Feds Reschedule Town Hall Forum on Teamsters Pension Cuts

Teamster town hall meeting rescheduled in Minnesota, via Star Tribune,

by Jennifer Bjorhus, startribune.com,

January 29, 2016,

The U.S. Treasury Department has rescheduled the Minneapolis town hall meeting on proposed benefit cuts to the Central States Pension Fund to Tuesday, Feb. 9 at 4:30 p.m. at the University of Minnesota’s Coffman Memorial Union.

The meeting was originally set for Jan. 25 but was postponed due to the East Coast snowstorm.

Trustees of the giant Teamsters pension fund want to reduce benefits for 272,600 people around the country by an average of 34 percent, with some cuts totaling 60 percent or more. The proposal would cut the benefits of nearly 15,000 people in Minnesota, many of whom are already retired and living on the monthly pension checks.

Trustees of the $17 billion Central States fund argue that slashing benefits is a last-ditch move to save the fund from becoming insolvent. Rank-and-file members, many of them retired truckers, question the necessity and decry the cuts as a betrayal.

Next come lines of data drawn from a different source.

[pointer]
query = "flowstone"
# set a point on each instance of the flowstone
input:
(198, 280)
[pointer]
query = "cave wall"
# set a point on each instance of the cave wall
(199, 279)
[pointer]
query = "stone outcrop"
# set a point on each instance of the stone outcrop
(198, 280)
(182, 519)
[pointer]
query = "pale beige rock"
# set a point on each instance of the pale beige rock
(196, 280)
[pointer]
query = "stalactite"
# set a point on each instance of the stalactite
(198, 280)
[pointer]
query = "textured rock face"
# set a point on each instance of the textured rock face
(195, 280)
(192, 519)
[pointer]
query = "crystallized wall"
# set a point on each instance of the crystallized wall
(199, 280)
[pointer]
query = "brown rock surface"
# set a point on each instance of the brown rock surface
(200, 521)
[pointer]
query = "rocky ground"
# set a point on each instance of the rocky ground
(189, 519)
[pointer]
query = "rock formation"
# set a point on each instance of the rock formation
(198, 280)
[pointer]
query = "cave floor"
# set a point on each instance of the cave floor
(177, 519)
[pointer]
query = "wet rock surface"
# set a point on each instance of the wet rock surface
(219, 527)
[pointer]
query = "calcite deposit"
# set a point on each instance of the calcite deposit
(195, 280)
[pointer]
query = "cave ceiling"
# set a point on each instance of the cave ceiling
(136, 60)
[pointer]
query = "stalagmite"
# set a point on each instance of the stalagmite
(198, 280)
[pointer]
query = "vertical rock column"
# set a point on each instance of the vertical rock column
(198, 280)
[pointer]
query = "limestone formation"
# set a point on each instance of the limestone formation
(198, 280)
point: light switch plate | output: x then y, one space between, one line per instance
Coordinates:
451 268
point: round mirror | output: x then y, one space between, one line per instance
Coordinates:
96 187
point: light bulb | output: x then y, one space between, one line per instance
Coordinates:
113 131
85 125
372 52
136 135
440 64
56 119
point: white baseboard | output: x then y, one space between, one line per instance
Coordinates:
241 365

The Central States fund was the first multiemployer pension fund to seek benefits cuts under the Kline-Miller Multiemployer Pension Reform Act of 2014. The law allows pension plans in “critical and declining” status — those expected to run out of money in less than 15 or in some cases 20 years — to cut benefits already being paid to retirees. The act creates an exception to the federal rules that protect the accrued benefits of active pension plans.